For several years, climate change and its anticipated impact had formed a compelling agenda in major issues of discourse around the world. The destructive effects of natural disasters appear to have jolted a complacent world to reality. Hurricanes, earthquakes and flooding are threatening lives and endangering humanity.

Richard Branson, Founder of the Virgin Group

Richard Branson, Founder of the Virgin Group

The impacts of climate change are becoming increasingly visible, and rapid urbanization is concentrating risk in vulnerable regions of the world. Without major investments in resilience, climate change may push up to 100 million people into poverty by 2030, according to the “Shock Waves” report.

The “Investing in Urban Resilience” report estimates that global infrastructure needs at more than $5 trillion per year. To better explore how to bring resilient infrastructure to scale, the Global Facility for Disaster Reduction and Recovery (GFDRR), the World Bank, the Government of Japan, the European Union, and USAID hosted a Resilience Dialogue at the ongoing World Bank/IMF Annual Meetings.

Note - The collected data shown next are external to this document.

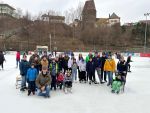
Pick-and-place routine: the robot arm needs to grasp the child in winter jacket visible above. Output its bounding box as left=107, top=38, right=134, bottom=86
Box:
left=64, top=70, right=72, bottom=93
left=49, top=59, right=59, bottom=90
left=27, top=64, right=38, bottom=96
left=57, top=71, right=64, bottom=90
left=79, top=59, right=86, bottom=83
left=72, top=59, right=78, bottom=81
left=104, top=55, right=116, bottom=86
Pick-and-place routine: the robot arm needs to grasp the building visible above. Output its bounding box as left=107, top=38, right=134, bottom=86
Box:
left=109, top=13, right=120, bottom=26
left=96, top=13, right=120, bottom=27
left=0, top=4, right=15, bottom=18
left=138, top=20, right=150, bottom=25
left=96, top=18, right=109, bottom=27
left=82, top=0, right=96, bottom=28
left=42, top=14, right=65, bottom=23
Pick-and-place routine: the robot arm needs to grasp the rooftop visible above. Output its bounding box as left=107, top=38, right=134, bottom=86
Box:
left=109, top=13, right=120, bottom=19
left=83, top=0, right=96, bottom=10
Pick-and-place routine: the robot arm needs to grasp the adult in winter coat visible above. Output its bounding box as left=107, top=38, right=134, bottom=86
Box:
left=86, top=52, right=93, bottom=63
left=68, top=57, right=74, bottom=71
left=0, top=51, right=5, bottom=69
left=27, top=64, right=38, bottom=96
left=77, top=54, right=83, bottom=81
left=19, top=56, right=30, bottom=91
left=29, top=50, right=41, bottom=74
left=92, top=52, right=99, bottom=83
left=50, top=59, right=59, bottom=90
left=86, top=57, right=96, bottom=84
left=71, top=59, right=78, bottom=82
left=100, top=52, right=107, bottom=82
left=41, top=51, right=48, bottom=60
left=58, top=54, right=63, bottom=71
left=63, top=54, right=69, bottom=74
left=126, top=55, right=132, bottom=72
left=79, top=59, right=87, bottom=82
left=36, top=67, right=51, bottom=98
left=16, top=51, right=20, bottom=68
left=117, top=56, right=127, bottom=83
left=104, top=54, right=116, bottom=86
left=41, top=56, right=49, bottom=69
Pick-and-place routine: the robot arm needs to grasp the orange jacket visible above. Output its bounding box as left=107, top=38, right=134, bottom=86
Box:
left=104, top=59, right=116, bottom=72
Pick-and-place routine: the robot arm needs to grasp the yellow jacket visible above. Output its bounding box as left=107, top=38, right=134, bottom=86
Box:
left=104, top=59, right=116, bottom=72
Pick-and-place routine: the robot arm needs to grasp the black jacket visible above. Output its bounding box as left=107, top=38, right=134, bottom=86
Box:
left=101, top=56, right=107, bottom=70
left=0, top=53, right=5, bottom=64
left=19, top=60, right=30, bottom=76
left=86, top=61, right=95, bottom=73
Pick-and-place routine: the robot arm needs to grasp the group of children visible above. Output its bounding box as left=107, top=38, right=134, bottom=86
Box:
left=17, top=51, right=132, bottom=97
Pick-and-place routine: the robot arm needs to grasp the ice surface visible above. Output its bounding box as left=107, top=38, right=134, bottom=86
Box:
left=0, top=55, right=150, bottom=113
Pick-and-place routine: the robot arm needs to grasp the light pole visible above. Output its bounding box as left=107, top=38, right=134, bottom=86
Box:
left=49, top=34, right=52, bottom=52
left=144, top=13, right=150, bottom=53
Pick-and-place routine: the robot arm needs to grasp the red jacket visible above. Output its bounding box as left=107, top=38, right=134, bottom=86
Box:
left=16, top=52, right=20, bottom=60
left=57, top=74, right=64, bottom=82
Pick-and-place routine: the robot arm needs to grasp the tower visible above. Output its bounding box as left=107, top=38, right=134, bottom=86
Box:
left=82, top=0, right=96, bottom=29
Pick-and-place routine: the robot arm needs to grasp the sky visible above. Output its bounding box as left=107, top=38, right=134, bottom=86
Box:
left=0, top=0, right=150, bottom=24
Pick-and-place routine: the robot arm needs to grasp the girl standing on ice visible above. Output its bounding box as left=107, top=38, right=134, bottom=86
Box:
left=72, top=59, right=78, bottom=82
left=77, top=54, right=84, bottom=81
left=19, top=56, right=30, bottom=91
left=27, top=63, right=38, bottom=96
left=104, top=54, right=116, bottom=86
left=79, top=58, right=86, bottom=83
left=16, top=51, right=20, bottom=68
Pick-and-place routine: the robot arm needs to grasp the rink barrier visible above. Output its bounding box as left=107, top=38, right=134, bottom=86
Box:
left=6, top=51, right=150, bottom=57
left=140, top=53, right=150, bottom=57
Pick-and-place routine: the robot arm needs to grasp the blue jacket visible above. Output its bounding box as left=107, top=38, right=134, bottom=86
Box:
left=19, top=60, right=30, bottom=76
left=117, top=61, right=127, bottom=72
left=27, top=68, right=38, bottom=81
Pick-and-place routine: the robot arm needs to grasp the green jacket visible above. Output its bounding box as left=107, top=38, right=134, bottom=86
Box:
left=49, top=63, right=59, bottom=75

Richard Branson, Founder of the Virgin Group, who was the keynote speaker expressed concerns over the devastating effects of natural disasters and urged the global community to act promptly through the provision of resilient infrastructure.

Koichi Hasegwa, Senior Vice President, Japan International Cooperation Agency (JICA) said Japan was able to overcome the challenges of climate change through quality infrastructure built to resist disasters.
Another panellist, Aris Papadopoulos, former CEO of Titan America and author of Resilience: The Ultimate Sustainability noted that the green movement has fallen short in addressing sustainable building development and called on governments to always aim at building a more disaster-resilient future.